I have done a few degrees and I have studied at some of the major Sydney universities. While they are excellent and the courses well established, UTS was a newer course – it made me feel like the staff would be very dedicated and innovative. I also like that it’s not hampered by old fashioned, stodgy university rules. That was a big motivator and it definitely lived up to it.
It feels collegiate and collaborative; you're almost treated like the peers of the teaching staff. It is wonderful to be respected in that way as a student. It certainly feels like they’re invested in new research and all the knowledge that is regularly coming out.
In my interview, one of the things I was interested in was if the teaching staff also work clinically – which turned out to be the case. I already knew how to do research, what I really wanted was that clinical expertise and that is what you get at UTS.
How has your experience been?
The new clinic is outstanding. The space itself is very welcoming for clients. It is in the heart of the city, so there is a good referral base as well. The administrative support is incredible and the clinical supervision you receive on placements in the clinic is supportive. Their expertise is second to none.

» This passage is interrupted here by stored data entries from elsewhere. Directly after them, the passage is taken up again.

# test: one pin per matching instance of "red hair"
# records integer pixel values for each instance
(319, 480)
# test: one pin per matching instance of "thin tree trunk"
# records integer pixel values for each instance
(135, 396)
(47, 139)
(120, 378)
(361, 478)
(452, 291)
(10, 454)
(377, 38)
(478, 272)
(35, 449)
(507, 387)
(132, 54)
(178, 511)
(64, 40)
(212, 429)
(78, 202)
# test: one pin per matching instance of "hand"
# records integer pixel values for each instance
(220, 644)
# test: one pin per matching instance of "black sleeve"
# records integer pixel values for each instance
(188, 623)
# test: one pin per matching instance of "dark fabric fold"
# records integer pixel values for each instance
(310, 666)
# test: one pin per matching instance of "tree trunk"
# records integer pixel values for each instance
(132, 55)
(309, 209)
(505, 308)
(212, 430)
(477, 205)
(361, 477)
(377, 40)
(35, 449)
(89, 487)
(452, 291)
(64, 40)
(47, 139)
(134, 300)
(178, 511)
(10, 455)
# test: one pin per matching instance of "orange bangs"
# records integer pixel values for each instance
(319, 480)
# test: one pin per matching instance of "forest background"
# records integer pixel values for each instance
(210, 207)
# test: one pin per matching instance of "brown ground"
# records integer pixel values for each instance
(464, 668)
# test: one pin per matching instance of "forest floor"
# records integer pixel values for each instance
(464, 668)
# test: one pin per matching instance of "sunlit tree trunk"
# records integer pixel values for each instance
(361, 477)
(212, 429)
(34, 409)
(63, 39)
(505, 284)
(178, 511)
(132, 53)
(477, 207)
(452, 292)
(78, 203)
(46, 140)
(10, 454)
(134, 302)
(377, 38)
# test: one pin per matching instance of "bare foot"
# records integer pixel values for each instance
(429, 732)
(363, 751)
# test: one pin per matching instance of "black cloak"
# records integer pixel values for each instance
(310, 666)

The teaching environment is great. The large, diverse cohort encourages wonderful discussion and collaboration. The role-plays are a great way to learn in smaller groups and then coming back to a group allows for that great diversity of viewpoints and perspectives, which are invaluable in a discipline like psychology where things are not black and white.
One of the most special things about my degree is the cohort. Everybody brings something unique to the table, to the discussion – there is no judgement, it feels like a very safe place to mess up. If you're doing clinical role-plays, you want to know that the people you're doing that with are going to be understanding, and they are!
I've made great friends. There is a broad range of ages and backgrounds, and we're all experiencing the same stressors and challenges. It's a supportive environment.
What do you hope to achieve in the future?
I'd love to do a PhD, but my husband would kill me! I actually cannot wait to start working. I'd love to do a combination of things. Private practice is a good place to start, but only part-time. I'm also passionate about wellbeing and mental health in the workplace, so I have ideas about doing consulting or working with organisations about their culture and how they support their employees. Some combination of things!